The decline of Howard Hughes may be an extreme case, but it is only one of many cautionary tales from which a self-made billionaire might profit. Two of the richest nineteenth-century Americans, John Jacob Astor and Cornelius Vanderbilt, never really got around to major philanthropic works, despite physical and financial longevity. Donald Trump-formerly the Donald, now just a Donald-found that his chance to make a contribution in proportion to his fortune was cut short by the vicissitudes of the market. The list could go on and on. The point is that anyone who counts on a policy of deferred giving is ignoring the role played by Fortune with a capital “F”-kismet, Lady Luck, destiny.

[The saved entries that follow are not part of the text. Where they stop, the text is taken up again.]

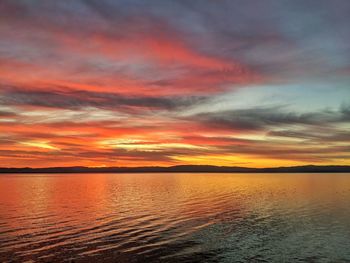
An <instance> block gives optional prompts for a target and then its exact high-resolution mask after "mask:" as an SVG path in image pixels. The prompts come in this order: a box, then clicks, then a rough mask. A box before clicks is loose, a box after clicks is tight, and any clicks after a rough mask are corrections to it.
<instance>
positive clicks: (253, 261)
mask: <svg viewBox="0 0 350 263" xmlns="http://www.w3.org/2000/svg"><path fill="white" fill-rule="evenodd" d="M62 261H67V262H69V261H74V262H89V261H95V262H350V174H17V175H14V174H12V175H6V174H5V175H0V262H62Z"/></svg>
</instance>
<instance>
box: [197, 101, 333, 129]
mask: <svg viewBox="0 0 350 263" xmlns="http://www.w3.org/2000/svg"><path fill="white" fill-rule="evenodd" d="M192 118H193V119H195V120H198V121H199V122H202V123H203V124H205V125H208V126H209V127H217V128H220V127H221V128H224V129H232V130H247V131H249V130H251V131H254V130H257V131H258V130H267V129H268V128H269V127H280V126H286V125H327V122H335V121H340V119H339V112H337V113H333V112H313V113H312V112H311V113H295V112H288V111H286V110H285V109H284V108H283V107H268V108H252V109H238V110H228V111H222V112H214V113H202V114H198V115H196V116H193V117H192Z"/></svg>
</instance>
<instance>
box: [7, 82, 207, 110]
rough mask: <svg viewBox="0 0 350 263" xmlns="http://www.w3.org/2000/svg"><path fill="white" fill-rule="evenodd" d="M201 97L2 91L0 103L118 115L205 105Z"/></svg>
mask: <svg viewBox="0 0 350 263" xmlns="http://www.w3.org/2000/svg"><path fill="white" fill-rule="evenodd" d="M204 100H205V98H204V97H198V96H182V97H180V96H173V97H151V96H150V97H148V96H125V95H119V94H116V93H104V92H90V91H82V90H81V91H77V90H69V89H65V90H62V89H61V90H53V89H47V91H43V90H34V89H24V88H3V90H2V91H1V92H0V103H1V104H3V105H15V106H40V107H49V108H61V109H81V108H85V107H95V108H101V109H109V110H116V111H127V112H128V111H133V110H135V109H136V110H137V108H140V109H141V111H142V110H145V109H158V110H175V109H180V108H184V107H188V106H193V105H194V104H197V103H200V102H202V101H204Z"/></svg>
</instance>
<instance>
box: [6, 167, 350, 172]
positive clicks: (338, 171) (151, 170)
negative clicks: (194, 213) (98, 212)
mask: <svg viewBox="0 0 350 263" xmlns="http://www.w3.org/2000/svg"><path fill="white" fill-rule="evenodd" d="M349 172H350V165H322V166H319V165H304V166H290V167H270V168H248V167H239V166H215V165H175V166H169V167H162V166H145V167H84V166H73V167H47V168H30V167H23V168H6V167H3V168H0V173H349Z"/></svg>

In an uncertain world, the best insurance policy may be to give it while you’ve got it. A living testament to this philosophy is Charles Feeney, cofounder of Duty Free Shoppers, Ltd. In 1984, still in his early fifties, he relinquished the chance to become a Billionaire for Life when he signed over most of his wealth-some $500 million-to the charitable fund he founded, Atlantic Foundation and Atlantic Trust. The fund has since mushroomed to $3.5 billion, according to Newsweek. Another adherent, Percy Ross, a Minneapolis millionaire, looks for unusual ways to brighten people’s lives. He once threw a Christmas Eve dinner for 1,050 disadvantaged children and gave them each a bicycle, for example, and he writes a newspaper column in which he grants readers’ requests for money. “I don’t need any hospital wings or libraries named after me,” Ross told People magazine. “I want to enjoy giving my money away while I’m alive.”
It’s hard to picture Bill Gates handing out bicycles (which, by the way, he could do for every American man, woman, and child). Then again, it’s difficult to imagine how anyone might spend $24 billion. Gates appears confident that the answer will come to him in due season. As his friend and fellow billionaire Warren Buffett has put it, “He will spend time, at some point, thinking about the impact his philanthropy can have. He is too imaginative to just do conventional gifts.” Let us hope that Gates makes up his mind in this lifetime. For when a road is paved only with good intentions, who knows where it might lead?